9. Everybody Really Likes Really Good Candy
The better the candy is, the more people want it, and the more they want to entrust you with making the candy they’re most emotionally connected to. To be clear, I love having this problem–if the Zzang bars weren’t so darned good, we wouldn’t be worrying about this at all.
Again, I should have just listened to Beth from the beginning. She basically told me as much when we were emailing a while back:
It seems like more people, while craving comfort foods, are not going to spend anything on, well, just any crappy old candy. They want a full-on experience with ingredients and products from a “local” market and they want to blog about it. People want products that tell a story and that have a (real) story behind them. And better yet, a (real) person (in this case–Charlie) for true authenticity. NECCO Wafers claiming “all natural” just won’t cut it anymore. Coffee was fine as Eight O’Clock and Folgers until Starbucks got going. And candy was all OK as Snickers and Payday until the Zzang!
Mind you, Ms. Kimmerle is not the kind of woman who would just say something like this to be nice. I mean, she’s not mean-spirited, so she’d certainly stay on the mellow side of things, no matter what. But when she says something is really good, the woman means it. Which is why I take her words as a serious compliment. What she likes ultimately–and I’m in full agreement–is the flavor. Charlie’s great, his story is excellent, etc., but the key is how the candy bar tastes. Which is very good. One of the things I love about these bars is that they have the kind of complexity I’m so drawn to–layers of flavors that unfold in your mouth as you eat: chocolate, butter, brown sugar, sea salt, nuts. They all show up as individual entities, but then they also come together to make for a holistic flavor that’s far greater than the sum of the individual ingredients. And they’ve got a really nice, long-lasting finish. All of which means that you can eat a lot less of one of these bars and still feel satiated; one or two bites goes a really long way!
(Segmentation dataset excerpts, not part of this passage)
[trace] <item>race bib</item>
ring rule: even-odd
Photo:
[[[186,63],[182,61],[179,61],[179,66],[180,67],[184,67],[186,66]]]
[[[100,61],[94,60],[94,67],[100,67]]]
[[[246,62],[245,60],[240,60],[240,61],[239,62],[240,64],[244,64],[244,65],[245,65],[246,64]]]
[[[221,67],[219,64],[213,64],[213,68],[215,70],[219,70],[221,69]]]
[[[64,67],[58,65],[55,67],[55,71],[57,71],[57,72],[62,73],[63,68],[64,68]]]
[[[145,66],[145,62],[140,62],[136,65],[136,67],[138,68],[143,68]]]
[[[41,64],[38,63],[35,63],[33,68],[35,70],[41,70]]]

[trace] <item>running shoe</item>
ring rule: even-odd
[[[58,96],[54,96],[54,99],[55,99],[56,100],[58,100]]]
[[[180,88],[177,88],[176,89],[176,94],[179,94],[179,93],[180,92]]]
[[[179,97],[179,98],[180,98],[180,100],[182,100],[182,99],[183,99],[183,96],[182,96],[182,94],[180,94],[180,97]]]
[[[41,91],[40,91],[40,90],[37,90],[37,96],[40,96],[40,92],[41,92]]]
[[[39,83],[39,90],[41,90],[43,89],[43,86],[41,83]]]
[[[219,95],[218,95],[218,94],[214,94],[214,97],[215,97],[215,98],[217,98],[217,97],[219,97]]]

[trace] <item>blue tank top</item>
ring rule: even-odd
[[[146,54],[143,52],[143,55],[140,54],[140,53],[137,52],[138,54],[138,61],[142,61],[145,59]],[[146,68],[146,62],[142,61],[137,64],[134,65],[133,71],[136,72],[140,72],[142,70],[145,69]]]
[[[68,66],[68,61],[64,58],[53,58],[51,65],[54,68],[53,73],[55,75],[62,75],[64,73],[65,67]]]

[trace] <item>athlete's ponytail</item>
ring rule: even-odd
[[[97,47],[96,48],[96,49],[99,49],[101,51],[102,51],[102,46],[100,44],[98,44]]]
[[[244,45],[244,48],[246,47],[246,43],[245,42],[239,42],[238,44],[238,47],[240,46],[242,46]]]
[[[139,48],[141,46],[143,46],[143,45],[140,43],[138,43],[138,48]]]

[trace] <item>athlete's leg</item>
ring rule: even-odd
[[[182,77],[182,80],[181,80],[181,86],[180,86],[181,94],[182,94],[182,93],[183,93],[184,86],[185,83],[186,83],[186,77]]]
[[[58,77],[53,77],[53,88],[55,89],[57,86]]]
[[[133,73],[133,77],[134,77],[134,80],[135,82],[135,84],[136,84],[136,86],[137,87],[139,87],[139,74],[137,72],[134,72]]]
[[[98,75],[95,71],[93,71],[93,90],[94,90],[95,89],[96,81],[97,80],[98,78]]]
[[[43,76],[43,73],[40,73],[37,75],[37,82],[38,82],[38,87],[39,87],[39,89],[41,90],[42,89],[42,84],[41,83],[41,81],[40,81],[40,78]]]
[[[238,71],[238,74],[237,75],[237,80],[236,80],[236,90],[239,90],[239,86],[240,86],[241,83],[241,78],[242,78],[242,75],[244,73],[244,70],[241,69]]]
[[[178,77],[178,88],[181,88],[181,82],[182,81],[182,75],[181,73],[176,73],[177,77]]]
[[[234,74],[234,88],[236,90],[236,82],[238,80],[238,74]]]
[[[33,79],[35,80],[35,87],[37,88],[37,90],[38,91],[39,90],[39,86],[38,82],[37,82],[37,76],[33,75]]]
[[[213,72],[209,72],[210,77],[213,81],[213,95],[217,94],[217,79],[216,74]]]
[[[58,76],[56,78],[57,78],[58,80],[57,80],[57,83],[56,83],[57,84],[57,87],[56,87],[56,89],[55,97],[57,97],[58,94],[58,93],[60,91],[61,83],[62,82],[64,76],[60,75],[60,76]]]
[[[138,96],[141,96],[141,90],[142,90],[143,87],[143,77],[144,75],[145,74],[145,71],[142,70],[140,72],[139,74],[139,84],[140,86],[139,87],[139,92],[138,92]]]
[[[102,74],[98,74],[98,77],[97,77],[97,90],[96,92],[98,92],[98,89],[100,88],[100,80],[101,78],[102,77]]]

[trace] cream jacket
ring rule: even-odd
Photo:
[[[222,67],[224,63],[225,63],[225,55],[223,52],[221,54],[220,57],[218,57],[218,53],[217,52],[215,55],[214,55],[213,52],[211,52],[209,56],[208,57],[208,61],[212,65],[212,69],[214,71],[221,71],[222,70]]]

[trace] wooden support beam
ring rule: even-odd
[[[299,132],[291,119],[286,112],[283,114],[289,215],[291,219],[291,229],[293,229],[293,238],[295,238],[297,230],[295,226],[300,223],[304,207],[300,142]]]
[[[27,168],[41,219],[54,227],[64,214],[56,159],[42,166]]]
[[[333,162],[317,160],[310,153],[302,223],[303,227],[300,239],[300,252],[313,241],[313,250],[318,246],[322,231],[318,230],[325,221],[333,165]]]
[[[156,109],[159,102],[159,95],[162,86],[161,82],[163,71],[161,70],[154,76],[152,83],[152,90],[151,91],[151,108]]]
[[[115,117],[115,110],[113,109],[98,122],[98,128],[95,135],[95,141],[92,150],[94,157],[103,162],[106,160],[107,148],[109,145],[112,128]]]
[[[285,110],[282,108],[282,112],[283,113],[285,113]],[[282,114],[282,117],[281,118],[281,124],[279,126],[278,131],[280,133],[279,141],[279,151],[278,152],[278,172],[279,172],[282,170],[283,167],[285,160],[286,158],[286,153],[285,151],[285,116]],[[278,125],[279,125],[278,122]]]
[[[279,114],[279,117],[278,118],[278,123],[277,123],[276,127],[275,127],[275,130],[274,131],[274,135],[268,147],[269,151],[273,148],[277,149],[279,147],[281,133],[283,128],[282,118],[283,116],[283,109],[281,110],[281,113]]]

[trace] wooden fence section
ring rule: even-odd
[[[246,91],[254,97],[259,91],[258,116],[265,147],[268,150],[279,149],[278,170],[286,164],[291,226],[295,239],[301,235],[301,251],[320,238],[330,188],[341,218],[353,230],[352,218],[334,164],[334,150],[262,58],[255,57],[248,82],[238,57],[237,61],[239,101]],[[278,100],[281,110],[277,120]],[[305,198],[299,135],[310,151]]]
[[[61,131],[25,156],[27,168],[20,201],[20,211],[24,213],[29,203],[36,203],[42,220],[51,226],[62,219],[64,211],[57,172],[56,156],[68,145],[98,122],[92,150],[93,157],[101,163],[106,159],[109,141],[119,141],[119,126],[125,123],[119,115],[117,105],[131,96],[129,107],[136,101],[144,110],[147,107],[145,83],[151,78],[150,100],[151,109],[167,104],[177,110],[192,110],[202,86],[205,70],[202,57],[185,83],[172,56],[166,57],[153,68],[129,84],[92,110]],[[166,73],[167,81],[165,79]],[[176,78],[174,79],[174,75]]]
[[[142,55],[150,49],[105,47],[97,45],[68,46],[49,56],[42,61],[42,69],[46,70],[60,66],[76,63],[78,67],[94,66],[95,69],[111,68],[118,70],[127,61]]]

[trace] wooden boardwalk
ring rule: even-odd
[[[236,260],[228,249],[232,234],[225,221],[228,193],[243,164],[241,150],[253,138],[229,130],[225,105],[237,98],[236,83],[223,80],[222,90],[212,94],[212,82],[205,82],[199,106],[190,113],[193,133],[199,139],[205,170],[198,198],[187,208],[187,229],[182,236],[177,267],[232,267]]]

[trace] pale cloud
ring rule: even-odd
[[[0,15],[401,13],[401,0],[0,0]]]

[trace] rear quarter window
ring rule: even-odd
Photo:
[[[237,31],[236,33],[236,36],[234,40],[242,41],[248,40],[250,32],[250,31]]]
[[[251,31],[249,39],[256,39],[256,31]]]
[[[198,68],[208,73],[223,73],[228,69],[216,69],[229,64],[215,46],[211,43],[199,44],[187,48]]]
A fact that’s probably not great for short-term sales, but is a really compelling reason to feel as positive as I do about our future in Candy Land.
10. When You Follow the First Nine Rules, You Get a Really Good (Sugar) Buzz!
No doubt, there’s a big and positive buzz around all this candy stuff. Sure, it’s funny how many people are asking me to have Charlie make their dream candy for them. But even with the impending reality of disappointing most of them (even if we did one new bar a year for the next twenty years, that’d leave about eight hundred people hanging!), there really is a ton of good energy in all this. It feels good to be in close proximity to the candy making. I was going to make some pun about energy bars and about how great Charlie’s energy is while he’s making the candy, but I couldn’t quite figure out how, so… my point is really just that, man, this guy is lit up! And as long as he keeps making it, his candy is going to light up a whole lot of happy people in the process!